Douglas A. McIntyre is the co-founder, chief executive officer and editor in chief of 24/7 Wall St. and 24/7 Tempo. He has held these jobs since 2006.

McIntyre has written thousands of articles for 24/7 Wall St. He is an expert on corporate finance, the automotive industry, media companies and international finance. He has edited articles on national demographics, sports, personal income and travel.

His work has been quoted or mentioned in The New York Times, The Wall Street Journal, Los Angeles Times, The Washington Post, NBC News, Time, The New Yorker, HuffPost USA Today, Business Insider, Yahoo, AOL, MarketWatch, The Atlantic, Bloomberg, New York Post, Chicago Tribune, Forbes, The Guardian and many other major publications. McIntyre has been a guest on CNBC, the BBC and television and radio stations across the country.

A magna cum laude graduate of Harvard College, McIntyre also was president of The Harvard Advocate.
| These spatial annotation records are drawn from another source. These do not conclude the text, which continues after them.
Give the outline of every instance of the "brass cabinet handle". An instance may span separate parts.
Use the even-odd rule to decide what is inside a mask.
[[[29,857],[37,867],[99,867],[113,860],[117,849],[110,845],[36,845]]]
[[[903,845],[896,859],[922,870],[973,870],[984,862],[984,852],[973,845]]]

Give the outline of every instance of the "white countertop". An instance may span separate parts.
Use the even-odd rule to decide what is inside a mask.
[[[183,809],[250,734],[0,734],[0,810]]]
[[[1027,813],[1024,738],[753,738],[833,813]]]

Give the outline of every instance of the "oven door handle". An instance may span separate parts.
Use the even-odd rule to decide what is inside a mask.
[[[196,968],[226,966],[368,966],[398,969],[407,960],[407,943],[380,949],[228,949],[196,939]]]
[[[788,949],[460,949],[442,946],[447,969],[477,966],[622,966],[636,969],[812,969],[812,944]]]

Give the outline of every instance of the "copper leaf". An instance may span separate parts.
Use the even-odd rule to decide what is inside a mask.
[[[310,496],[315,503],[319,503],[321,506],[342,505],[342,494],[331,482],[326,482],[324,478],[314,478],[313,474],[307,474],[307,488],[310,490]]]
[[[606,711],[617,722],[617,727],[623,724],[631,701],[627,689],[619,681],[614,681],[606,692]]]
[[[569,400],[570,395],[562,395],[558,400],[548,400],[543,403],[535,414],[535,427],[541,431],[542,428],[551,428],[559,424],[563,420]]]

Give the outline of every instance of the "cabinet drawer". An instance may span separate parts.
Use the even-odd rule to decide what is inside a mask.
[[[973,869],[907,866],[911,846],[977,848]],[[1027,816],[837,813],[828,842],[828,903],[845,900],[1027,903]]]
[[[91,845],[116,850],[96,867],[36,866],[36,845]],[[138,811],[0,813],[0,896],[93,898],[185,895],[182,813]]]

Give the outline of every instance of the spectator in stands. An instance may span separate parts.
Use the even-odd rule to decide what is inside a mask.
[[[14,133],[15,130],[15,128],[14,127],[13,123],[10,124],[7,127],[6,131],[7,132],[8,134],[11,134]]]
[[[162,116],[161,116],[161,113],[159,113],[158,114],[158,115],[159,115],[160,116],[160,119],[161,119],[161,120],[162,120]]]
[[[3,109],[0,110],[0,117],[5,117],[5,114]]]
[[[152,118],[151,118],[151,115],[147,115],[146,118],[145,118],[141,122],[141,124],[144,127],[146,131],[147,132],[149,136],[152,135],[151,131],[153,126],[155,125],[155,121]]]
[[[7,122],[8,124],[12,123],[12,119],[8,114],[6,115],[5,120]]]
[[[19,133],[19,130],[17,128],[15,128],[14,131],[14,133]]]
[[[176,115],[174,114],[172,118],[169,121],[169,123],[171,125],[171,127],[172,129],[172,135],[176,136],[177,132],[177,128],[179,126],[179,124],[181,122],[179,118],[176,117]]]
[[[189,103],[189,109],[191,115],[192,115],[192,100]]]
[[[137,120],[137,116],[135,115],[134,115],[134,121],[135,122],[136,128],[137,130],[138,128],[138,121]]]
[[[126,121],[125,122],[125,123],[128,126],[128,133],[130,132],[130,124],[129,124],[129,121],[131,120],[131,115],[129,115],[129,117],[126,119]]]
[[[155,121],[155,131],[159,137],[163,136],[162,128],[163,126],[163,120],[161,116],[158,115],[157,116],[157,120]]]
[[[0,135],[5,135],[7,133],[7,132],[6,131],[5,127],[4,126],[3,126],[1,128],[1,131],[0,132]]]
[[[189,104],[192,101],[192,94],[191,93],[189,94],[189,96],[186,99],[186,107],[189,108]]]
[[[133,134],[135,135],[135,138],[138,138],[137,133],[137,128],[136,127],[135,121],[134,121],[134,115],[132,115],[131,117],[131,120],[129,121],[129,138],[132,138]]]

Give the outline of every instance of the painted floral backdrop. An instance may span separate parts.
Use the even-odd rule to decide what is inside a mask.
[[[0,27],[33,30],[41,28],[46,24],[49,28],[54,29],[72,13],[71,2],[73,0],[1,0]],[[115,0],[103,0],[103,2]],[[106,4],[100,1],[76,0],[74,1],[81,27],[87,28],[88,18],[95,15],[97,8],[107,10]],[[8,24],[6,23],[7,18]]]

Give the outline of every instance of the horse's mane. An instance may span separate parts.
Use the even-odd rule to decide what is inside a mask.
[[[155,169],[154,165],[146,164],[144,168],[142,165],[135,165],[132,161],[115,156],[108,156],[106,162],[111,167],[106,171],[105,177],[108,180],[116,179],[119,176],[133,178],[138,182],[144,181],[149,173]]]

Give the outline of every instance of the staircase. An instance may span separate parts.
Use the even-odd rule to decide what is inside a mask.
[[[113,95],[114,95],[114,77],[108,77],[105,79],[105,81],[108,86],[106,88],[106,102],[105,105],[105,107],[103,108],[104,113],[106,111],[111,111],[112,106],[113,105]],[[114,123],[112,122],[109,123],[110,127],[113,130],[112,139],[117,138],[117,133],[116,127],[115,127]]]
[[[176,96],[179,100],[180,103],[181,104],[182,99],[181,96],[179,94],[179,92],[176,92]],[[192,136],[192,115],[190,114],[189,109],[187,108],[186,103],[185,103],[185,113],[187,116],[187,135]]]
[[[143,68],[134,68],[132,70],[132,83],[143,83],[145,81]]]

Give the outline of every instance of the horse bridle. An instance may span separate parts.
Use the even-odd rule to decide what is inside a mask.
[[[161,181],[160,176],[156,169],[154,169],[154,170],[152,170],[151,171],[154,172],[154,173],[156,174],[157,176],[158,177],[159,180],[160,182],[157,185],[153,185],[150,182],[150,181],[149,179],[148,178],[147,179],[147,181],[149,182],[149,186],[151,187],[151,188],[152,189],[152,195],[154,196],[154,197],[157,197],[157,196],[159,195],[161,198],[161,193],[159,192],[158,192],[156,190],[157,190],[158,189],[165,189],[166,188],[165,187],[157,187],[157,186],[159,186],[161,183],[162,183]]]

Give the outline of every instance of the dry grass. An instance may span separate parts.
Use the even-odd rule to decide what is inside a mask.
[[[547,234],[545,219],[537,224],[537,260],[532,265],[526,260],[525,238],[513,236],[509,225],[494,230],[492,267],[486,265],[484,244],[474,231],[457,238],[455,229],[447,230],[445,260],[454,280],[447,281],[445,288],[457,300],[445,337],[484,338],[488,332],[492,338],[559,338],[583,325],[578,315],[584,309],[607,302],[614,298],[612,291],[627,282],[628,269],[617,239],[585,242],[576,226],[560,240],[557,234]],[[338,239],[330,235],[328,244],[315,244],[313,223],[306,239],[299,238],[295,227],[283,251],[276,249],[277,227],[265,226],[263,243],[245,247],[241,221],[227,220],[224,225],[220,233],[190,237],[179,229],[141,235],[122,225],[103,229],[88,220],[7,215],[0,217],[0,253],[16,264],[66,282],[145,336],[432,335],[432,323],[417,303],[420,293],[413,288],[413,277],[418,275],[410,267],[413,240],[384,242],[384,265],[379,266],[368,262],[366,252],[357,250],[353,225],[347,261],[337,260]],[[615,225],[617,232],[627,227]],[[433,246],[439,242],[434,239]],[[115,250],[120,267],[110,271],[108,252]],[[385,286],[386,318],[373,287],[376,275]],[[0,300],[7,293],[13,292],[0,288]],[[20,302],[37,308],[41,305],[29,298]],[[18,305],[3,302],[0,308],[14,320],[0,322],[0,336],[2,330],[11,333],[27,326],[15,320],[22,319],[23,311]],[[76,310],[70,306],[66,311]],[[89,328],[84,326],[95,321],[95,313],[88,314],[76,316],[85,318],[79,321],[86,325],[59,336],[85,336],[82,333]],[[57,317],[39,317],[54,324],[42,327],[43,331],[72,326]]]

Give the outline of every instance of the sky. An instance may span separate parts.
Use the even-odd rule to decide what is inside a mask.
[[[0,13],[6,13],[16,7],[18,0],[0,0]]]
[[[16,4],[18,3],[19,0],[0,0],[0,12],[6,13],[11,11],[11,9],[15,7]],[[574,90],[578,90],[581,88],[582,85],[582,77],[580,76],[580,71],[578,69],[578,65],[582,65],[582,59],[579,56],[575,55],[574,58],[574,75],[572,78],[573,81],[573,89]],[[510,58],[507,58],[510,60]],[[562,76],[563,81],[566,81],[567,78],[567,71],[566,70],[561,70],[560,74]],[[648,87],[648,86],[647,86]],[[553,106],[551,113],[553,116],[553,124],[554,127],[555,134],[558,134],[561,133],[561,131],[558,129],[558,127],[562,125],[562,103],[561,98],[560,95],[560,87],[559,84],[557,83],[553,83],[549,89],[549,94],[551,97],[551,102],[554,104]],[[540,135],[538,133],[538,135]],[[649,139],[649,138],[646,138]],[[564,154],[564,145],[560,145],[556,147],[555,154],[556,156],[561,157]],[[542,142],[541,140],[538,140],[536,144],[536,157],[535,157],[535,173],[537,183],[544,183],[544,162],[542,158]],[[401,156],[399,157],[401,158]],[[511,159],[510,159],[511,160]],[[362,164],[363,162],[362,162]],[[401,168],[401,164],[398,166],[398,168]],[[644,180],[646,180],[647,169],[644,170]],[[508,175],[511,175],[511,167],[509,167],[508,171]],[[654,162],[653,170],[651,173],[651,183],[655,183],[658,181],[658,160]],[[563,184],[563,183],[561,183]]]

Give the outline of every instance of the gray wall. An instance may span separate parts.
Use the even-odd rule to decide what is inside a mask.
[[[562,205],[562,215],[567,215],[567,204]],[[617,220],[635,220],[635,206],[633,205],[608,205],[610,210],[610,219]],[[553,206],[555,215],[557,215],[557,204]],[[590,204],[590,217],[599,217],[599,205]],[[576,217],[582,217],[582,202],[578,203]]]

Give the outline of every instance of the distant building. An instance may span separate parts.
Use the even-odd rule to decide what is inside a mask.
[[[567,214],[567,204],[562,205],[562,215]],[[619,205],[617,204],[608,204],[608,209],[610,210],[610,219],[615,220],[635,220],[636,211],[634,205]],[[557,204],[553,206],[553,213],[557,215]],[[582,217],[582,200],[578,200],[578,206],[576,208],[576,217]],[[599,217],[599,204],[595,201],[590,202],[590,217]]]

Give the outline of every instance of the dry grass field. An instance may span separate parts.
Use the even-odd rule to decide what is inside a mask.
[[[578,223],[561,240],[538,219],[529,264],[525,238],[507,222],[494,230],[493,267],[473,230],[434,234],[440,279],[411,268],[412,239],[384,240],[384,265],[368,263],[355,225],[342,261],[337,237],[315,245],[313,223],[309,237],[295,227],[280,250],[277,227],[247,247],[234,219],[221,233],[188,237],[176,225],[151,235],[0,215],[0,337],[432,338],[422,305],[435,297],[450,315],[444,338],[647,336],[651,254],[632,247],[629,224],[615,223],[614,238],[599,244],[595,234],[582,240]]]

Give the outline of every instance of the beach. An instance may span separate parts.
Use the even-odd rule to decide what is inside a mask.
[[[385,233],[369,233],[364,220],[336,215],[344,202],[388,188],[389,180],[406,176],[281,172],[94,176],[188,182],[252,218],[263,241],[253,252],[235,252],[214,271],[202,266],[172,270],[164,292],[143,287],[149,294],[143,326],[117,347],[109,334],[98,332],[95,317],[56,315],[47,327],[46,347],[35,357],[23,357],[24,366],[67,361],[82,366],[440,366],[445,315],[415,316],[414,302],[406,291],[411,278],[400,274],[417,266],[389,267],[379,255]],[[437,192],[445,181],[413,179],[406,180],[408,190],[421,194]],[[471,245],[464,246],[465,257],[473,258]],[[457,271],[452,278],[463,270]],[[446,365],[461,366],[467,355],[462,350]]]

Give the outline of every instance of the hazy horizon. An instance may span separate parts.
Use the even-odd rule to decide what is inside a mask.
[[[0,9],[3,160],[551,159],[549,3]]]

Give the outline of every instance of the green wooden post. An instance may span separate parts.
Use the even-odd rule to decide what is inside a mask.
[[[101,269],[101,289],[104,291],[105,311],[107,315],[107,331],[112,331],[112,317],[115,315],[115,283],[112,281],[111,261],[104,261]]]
Founded in 1866, the Advocate is the oldest college publication in the United States.

TheStreet.com, Comps.com and Edgar Online are some of the public companies for which McIntyre served on the board of directors. He was a Vicinity Corporation board member when the company was sold to Microsoft in 2002. He served on the audit committees of some of these companies.

McIntyre has been the CEO of FutureSource, a provider of trading terminals and news to commodities and futures traders. He was president of Switchboard, the online phone directory company. He served as chairman and CEO of On2 Technologies, the video compression company that provided video compression software for Adobe’s Flash. Google bought On2 in 2009.